The Blackrock Clinic in south Dublin said it had "a considerable backlog of care to provide" following the ending of the agreement between the private hospitals and the HSE.

“In July and August this year [the hospital] performed 35 per cent more theatre procedures than the same period in 2019. The entire team at Blackrock Clinic pulled together, working longer-than-usual shifts and weekends to ensure our patients received their treatment and procedures as quickly and as safely as possible.

“Although it was summer, all of Blackrock Clinic’s theatres were running at full capacity. Surgeons, staff and everyone at the hospital were keen to get through the backlog as quickly as possible. Free theatre sessions due to holidays were utilised by other surgeons and their teams putting on extra lists. Theatre started a little earlier and also operated on some Saturdays.”

The chief operations officer of the Mater Private Hospital group, Caroline Whelan, said it recognised that, after the ending of the agreement with the HSE, it would face both a backlog of patients and have to operate under the new social-distancing requirements.

She said the group decided to “expand its geography” beyond its existing facilities in Eccles Street in Dublin and in Cork and Limerick.

At the end of October, the group will formally open new premises at Carrickmines in south Dublin and at Northern Cross on the northside of the capital which will provide diagnostic services such as MRI, CT and X-rays while some consultant out-patient clinics in areas such as cardiology, orthopaedics and spinal care will also move to the new facilities.

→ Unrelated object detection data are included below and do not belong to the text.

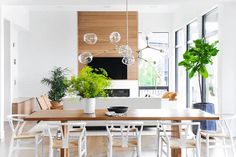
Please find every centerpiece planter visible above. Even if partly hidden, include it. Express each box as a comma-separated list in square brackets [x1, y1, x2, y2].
[193, 102, 216, 133]
[64, 66, 111, 113]
[41, 67, 68, 109]
[83, 98, 96, 113]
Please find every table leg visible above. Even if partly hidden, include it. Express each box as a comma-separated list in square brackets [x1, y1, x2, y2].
[60, 122, 70, 157]
[171, 121, 182, 157]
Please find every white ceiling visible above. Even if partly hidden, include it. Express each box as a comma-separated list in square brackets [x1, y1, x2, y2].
[0, 0, 223, 13]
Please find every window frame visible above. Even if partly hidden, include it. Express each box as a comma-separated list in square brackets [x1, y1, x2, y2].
[138, 31, 170, 97]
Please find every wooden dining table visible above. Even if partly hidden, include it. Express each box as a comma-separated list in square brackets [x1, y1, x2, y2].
[24, 109, 219, 157]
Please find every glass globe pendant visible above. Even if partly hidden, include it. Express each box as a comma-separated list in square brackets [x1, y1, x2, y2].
[78, 52, 93, 64]
[109, 32, 121, 44]
[122, 54, 135, 65]
[118, 45, 133, 57]
[84, 33, 98, 45]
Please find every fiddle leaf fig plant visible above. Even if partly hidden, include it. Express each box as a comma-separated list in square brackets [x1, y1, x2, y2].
[65, 66, 111, 98]
[178, 38, 219, 102]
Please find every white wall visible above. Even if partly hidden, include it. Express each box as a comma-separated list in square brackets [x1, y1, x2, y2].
[0, 5, 4, 139]
[3, 20, 12, 120]
[218, 2, 236, 132]
[3, 6, 29, 29]
[17, 11, 174, 97]
[16, 11, 77, 97]
[173, 0, 217, 31]
[139, 13, 175, 91]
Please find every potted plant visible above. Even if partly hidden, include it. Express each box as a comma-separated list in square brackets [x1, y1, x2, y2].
[65, 66, 111, 113]
[178, 38, 219, 130]
[41, 67, 67, 108]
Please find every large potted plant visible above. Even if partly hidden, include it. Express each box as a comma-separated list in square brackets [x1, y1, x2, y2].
[65, 66, 111, 113]
[41, 67, 67, 108]
[178, 38, 219, 130]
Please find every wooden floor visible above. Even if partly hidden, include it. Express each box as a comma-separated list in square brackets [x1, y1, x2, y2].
[0, 123, 236, 157]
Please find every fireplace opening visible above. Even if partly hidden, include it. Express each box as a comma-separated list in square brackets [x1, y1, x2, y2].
[106, 89, 130, 97]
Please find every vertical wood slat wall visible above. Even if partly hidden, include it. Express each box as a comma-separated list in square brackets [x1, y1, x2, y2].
[78, 12, 138, 80]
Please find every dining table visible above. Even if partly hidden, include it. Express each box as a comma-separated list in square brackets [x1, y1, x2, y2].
[24, 108, 219, 157]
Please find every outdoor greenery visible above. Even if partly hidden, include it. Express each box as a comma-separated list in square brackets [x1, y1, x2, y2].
[64, 66, 111, 98]
[178, 38, 219, 103]
[41, 67, 68, 102]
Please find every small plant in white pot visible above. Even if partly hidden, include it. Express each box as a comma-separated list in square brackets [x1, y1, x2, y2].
[65, 66, 111, 113]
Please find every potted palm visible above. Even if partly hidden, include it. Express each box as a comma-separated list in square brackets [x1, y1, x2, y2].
[178, 38, 219, 130]
[65, 66, 111, 113]
[41, 67, 67, 108]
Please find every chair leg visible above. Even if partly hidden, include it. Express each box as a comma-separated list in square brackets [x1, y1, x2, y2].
[160, 141, 163, 157]
[196, 147, 200, 157]
[8, 137, 14, 157]
[167, 145, 171, 157]
[78, 143, 82, 157]
[230, 136, 236, 157]
[108, 141, 112, 157]
[41, 137, 44, 157]
[84, 136, 88, 157]
[35, 137, 38, 157]
[157, 126, 160, 157]
[206, 135, 209, 157]
[49, 147, 53, 157]
[137, 144, 141, 157]
[223, 138, 227, 157]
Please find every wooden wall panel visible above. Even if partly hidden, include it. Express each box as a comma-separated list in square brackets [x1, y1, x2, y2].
[78, 12, 138, 80]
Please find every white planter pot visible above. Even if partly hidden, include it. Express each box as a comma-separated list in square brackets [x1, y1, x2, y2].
[83, 98, 96, 113]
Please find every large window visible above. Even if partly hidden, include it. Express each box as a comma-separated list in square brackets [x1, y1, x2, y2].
[203, 8, 218, 109]
[175, 8, 218, 109]
[187, 20, 201, 107]
[139, 32, 169, 97]
[175, 29, 186, 104]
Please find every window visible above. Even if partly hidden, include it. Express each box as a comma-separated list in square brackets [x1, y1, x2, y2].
[203, 8, 218, 109]
[187, 20, 201, 107]
[175, 29, 187, 104]
[139, 32, 169, 97]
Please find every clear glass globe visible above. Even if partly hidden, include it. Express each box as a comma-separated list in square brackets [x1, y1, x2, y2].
[78, 52, 93, 64]
[118, 45, 133, 57]
[122, 55, 135, 65]
[84, 33, 98, 45]
[109, 32, 121, 44]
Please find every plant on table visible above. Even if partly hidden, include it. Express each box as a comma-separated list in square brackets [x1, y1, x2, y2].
[41, 67, 68, 104]
[65, 66, 111, 113]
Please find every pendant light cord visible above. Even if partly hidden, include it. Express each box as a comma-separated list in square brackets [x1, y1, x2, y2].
[126, 0, 129, 45]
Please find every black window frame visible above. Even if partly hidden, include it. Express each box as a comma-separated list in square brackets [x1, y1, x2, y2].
[138, 32, 170, 97]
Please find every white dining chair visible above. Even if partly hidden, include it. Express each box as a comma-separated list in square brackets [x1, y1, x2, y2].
[201, 114, 236, 157]
[106, 121, 143, 157]
[7, 114, 43, 157]
[157, 122, 201, 157]
[48, 122, 87, 157]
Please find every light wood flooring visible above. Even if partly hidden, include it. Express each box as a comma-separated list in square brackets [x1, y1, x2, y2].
[0, 123, 236, 157]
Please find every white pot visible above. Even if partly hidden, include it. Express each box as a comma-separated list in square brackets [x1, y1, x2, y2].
[83, 98, 96, 113]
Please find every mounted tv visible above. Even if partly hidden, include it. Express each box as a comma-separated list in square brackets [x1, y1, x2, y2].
[88, 57, 127, 80]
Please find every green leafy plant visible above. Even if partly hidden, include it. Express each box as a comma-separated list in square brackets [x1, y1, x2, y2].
[41, 67, 68, 102]
[178, 38, 219, 103]
[65, 66, 111, 98]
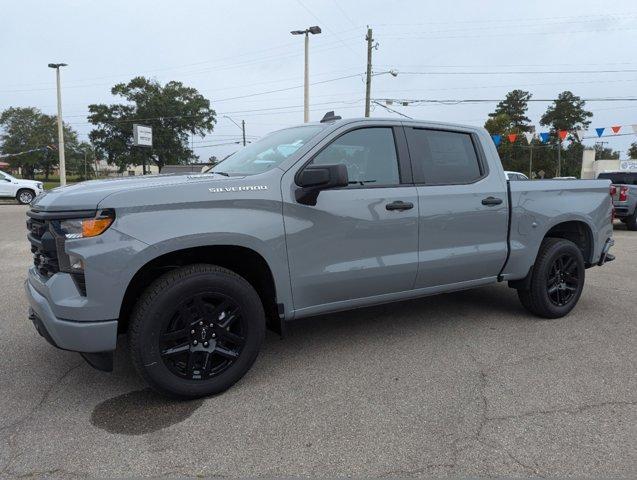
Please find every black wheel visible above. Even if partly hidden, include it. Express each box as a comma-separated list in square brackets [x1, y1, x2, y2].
[129, 264, 265, 398]
[518, 238, 585, 318]
[624, 212, 637, 231]
[15, 188, 35, 205]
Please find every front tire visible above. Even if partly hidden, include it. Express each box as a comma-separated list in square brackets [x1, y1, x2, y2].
[15, 188, 35, 205]
[129, 264, 265, 398]
[518, 238, 585, 318]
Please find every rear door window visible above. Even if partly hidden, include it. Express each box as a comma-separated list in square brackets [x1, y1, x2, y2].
[406, 128, 484, 185]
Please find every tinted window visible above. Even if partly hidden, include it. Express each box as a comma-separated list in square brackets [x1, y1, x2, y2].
[597, 172, 637, 185]
[409, 128, 482, 185]
[312, 127, 400, 186]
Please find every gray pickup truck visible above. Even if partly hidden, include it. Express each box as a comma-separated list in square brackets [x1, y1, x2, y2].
[597, 172, 637, 230]
[25, 114, 613, 398]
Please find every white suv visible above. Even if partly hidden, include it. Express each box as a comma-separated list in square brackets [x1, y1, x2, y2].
[0, 170, 44, 205]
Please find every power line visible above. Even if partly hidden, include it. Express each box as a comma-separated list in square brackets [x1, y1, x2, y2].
[400, 69, 637, 75]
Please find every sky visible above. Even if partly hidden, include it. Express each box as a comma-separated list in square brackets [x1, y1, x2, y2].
[0, 0, 637, 161]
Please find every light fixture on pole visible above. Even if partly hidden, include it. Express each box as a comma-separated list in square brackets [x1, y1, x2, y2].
[49, 63, 66, 186]
[290, 25, 321, 123]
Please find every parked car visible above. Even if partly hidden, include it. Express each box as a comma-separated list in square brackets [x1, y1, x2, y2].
[597, 172, 637, 230]
[25, 115, 613, 398]
[504, 170, 529, 180]
[0, 170, 44, 205]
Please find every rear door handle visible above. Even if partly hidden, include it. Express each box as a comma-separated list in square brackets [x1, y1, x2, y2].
[482, 197, 502, 205]
[385, 200, 414, 211]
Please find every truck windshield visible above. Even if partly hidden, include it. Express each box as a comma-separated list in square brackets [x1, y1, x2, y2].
[211, 125, 323, 175]
[597, 172, 637, 185]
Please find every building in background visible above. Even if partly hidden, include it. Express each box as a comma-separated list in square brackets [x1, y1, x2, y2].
[580, 149, 637, 179]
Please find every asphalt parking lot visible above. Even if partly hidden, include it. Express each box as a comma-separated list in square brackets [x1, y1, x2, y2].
[0, 205, 637, 478]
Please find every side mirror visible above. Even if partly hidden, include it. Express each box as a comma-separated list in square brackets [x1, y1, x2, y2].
[296, 164, 349, 205]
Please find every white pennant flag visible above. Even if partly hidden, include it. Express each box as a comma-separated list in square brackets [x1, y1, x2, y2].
[575, 129, 586, 142]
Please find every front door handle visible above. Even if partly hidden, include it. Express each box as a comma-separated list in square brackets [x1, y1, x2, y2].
[482, 197, 502, 205]
[385, 200, 414, 211]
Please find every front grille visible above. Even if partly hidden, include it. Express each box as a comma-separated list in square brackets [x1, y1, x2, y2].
[27, 217, 60, 277]
[27, 210, 87, 296]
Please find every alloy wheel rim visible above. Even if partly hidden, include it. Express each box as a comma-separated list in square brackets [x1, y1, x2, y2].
[159, 293, 246, 380]
[546, 254, 580, 307]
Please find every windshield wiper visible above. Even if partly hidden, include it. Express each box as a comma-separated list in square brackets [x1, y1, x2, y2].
[347, 180, 376, 185]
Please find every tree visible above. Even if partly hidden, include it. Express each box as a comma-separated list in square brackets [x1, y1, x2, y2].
[540, 90, 593, 141]
[88, 77, 216, 171]
[489, 90, 533, 133]
[0, 107, 77, 180]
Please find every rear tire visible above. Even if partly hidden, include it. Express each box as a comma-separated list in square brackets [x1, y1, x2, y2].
[129, 264, 265, 399]
[518, 238, 585, 318]
[15, 188, 35, 205]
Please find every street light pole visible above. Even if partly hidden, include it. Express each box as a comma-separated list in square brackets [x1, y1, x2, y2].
[49, 63, 66, 186]
[290, 25, 321, 123]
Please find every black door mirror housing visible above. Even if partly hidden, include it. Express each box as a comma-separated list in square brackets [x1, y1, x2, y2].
[296, 163, 349, 205]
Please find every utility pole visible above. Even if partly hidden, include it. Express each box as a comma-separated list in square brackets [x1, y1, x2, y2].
[49, 63, 66, 187]
[365, 26, 374, 117]
[290, 25, 321, 123]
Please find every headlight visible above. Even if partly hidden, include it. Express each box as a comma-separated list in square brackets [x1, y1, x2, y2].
[60, 210, 115, 239]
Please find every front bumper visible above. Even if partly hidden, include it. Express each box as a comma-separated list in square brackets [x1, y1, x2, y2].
[597, 238, 615, 267]
[24, 280, 117, 353]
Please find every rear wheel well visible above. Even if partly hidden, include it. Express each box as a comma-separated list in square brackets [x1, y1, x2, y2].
[509, 220, 593, 290]
[118, 245, 280, 333]
[544, 221, 593, 267]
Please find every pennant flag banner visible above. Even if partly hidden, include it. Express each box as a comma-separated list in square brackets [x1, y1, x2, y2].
[491, 123, 637, 147]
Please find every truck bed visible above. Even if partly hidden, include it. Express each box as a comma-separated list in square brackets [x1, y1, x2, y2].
[502, 180, 613, 280]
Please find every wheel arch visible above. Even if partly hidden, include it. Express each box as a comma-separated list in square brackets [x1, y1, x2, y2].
[118, 244, 283, 332]
[509, 219, 595, 290]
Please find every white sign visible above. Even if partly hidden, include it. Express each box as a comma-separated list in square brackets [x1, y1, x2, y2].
[619, 160, 637, 172]
[133, 123, 153, 147]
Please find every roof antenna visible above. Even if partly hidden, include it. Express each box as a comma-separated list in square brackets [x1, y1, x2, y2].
[321, 110, 343, 123]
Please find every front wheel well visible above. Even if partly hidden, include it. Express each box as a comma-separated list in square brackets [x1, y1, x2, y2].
[118, 245, 280, 333]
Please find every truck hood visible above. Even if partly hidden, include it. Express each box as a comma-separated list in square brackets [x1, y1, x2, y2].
[32, 173, 239, 211]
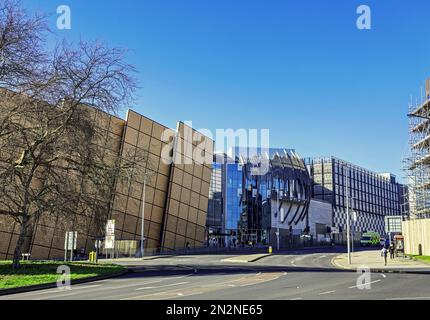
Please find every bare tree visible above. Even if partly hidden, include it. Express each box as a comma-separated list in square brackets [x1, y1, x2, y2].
[0, 0, 147, 268]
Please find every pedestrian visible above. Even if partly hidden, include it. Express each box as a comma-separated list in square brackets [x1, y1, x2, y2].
[390, 243, 395, 260]
[381, 246, 388, 265]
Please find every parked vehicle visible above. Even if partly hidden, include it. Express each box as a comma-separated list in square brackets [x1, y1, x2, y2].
[360, 232, 385, 247]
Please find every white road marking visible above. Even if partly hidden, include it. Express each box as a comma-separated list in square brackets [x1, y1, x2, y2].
[136, 282, 189, 291]
[319, 290, 336, 296]
[386, 297, 430, 300]
[348, 279, 381, 289]
[27, 274, 192, 300]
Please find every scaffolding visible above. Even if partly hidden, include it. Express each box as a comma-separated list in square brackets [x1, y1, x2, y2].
[405, 79, 430, 219]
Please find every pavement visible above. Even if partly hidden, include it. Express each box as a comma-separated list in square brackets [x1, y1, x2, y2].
[332, 250, 430, 274]
[0, 248, 430, 300]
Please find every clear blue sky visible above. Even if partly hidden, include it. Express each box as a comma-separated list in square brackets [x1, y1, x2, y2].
[23, 0, 430, 178]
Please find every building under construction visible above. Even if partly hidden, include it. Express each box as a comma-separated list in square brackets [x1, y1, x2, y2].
[406, 78, 430, 218]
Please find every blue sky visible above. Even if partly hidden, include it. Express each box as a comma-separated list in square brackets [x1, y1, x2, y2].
[23, 0, 430, 178]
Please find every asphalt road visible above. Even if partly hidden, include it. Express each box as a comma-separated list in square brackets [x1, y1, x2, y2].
[0, 250, 430, 300]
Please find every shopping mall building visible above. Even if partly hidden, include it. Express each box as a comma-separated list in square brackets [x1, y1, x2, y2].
[0, 110, 213, 259]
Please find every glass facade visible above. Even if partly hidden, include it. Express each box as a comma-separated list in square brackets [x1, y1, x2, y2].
[208, 149, 311, 245]
[305, 157, 402, 234]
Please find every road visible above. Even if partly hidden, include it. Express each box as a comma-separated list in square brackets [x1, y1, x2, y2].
[0, 250, 430, 300]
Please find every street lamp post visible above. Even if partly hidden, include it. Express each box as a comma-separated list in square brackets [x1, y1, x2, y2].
[276, 185, 281, 251]
[345, 168, 351, 264]
[140, 173, 147, 258]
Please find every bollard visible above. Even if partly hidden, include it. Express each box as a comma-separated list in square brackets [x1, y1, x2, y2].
[89, 251, 97, 263]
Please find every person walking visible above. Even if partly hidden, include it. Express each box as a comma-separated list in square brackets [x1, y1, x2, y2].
[390, 244, 395, 260]
[381, 246, 388, 265]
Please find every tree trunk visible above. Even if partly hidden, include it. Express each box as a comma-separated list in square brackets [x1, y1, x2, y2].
[12, 215, 30, 269]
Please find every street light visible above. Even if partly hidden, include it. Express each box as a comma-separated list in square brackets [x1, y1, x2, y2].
[345, 168, 352, 264]
[140, 172, 148, 258]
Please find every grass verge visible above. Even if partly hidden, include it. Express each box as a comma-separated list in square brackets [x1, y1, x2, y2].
[0, 261, 125, 290]
[408, 254, 430, 263]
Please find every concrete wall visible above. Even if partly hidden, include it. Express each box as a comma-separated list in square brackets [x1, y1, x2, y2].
[402, 219, 430, 256]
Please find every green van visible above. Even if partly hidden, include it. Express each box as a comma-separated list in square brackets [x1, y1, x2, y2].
[360, 232, 381, 247]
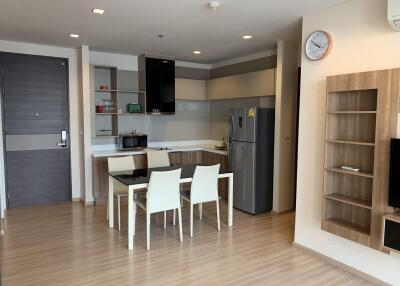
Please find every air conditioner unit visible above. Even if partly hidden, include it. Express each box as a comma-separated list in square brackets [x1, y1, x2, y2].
[388, 0, 400, 31]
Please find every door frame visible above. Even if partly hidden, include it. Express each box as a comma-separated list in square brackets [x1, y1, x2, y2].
[0, 51, 72, 209]
[0, 40, 83, 210]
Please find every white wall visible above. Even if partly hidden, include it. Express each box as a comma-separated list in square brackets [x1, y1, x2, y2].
[0, 40, 81, 202]
[295, 0, 400, 285]
[273, 41, 298, 213]
[89, 51, 138, 71]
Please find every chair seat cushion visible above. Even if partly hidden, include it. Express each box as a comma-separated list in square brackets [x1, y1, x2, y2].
[181, 191, 190, 201]
[135, 196, 147, 210]
[181, 191, 222, 203]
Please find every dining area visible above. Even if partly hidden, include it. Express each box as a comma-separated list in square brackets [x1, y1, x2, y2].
[107, 150, 233, 250]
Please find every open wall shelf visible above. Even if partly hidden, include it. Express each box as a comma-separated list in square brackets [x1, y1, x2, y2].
[321, 69, 400, 250]
[90, 66, 146, 138]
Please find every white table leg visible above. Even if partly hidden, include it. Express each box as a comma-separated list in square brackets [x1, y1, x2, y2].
[108, 176, 114, 228]
[228, 174, 233, 226]
[128, 186, 135, 250]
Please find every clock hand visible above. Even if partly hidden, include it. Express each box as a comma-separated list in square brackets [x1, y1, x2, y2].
[311, 40, 321, 49]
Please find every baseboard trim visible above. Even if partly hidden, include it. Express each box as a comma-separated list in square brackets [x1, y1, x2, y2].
[292, 241, 393, 286]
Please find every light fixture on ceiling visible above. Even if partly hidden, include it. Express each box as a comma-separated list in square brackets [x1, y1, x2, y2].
[208, 1, 221, 11]
[242, 35, 253, 40]
[92, 8, 106, 15]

Ms Whelan said the group also expanded its working week to six days and that theatres, its cath labs and day therapies also now routinely operated on Saturdays. She said radiology services had always operated on a seven-day basis.

Seven days a week

The Hermitage Medical Clinic in Dublin said since the beginning of July it had been "working at full capacity to meet the built-up demand from our patients". It said it had extended working days, provided additional resources and re-engineered processes.

“Radiology is now operating 17 hours a day, seven days a week at full service capacity. All other diagnostic services at the hospital are running six days a week. Both endoscopy and cath lab are running six days a week at full service. While pre-assessment and swabbing services are running 12 hours a day, seven days a week.”

The Galway Clinic said that in response to the demand from patients for services, it had “opened MRI scanners from 8am until midnight, seven days a week, and extended our elective CT services to include weekend appointments.

“We have employed new healthcare assistants and also more cleaning staff to undertake the extensive extra cleaning and infection-prevention and control measures which are necessary to reduce the risk of Covid-19. Mammography services have been extended in order to meet the increased demands from our patients.”

On Thursday, Minister for Health Stephen Donnelly suggested that parts of the public hospital system were not "going at full whack".

He said diagnostic suites were not operating on a 24/7 basis and that some were working longer hours than others. He said, “a lot more could be got out of our existing diagnostic machines”. However, he said this would involve recruiting additional healthcare staff.

In the meantime, the HSE is expected to seek to avail of services in the private hospitals in the months ahead, although a full-scale takeover seems unlikely.

It has put in place a tender process for particular services such as diagnostics and is in talks with individual hospitals about any future Covid-related requirements.

The HSE said: “There has been very constructive engagement with individual private providers and we are at an advanced stage of discussion and hope to bring this process to a conclusion shortly.

“The procurement process closed to applications on August 31st and evaluation of applications has now been completed. The HSE is in the process of communicating with applicants in relation to the outcome of the evaluation process. It is hoped to progress to mini competition stage in October.”

Martin Wall

Martin Wall

Martin Wall is the Public Policy Correspondent of The Irish Times.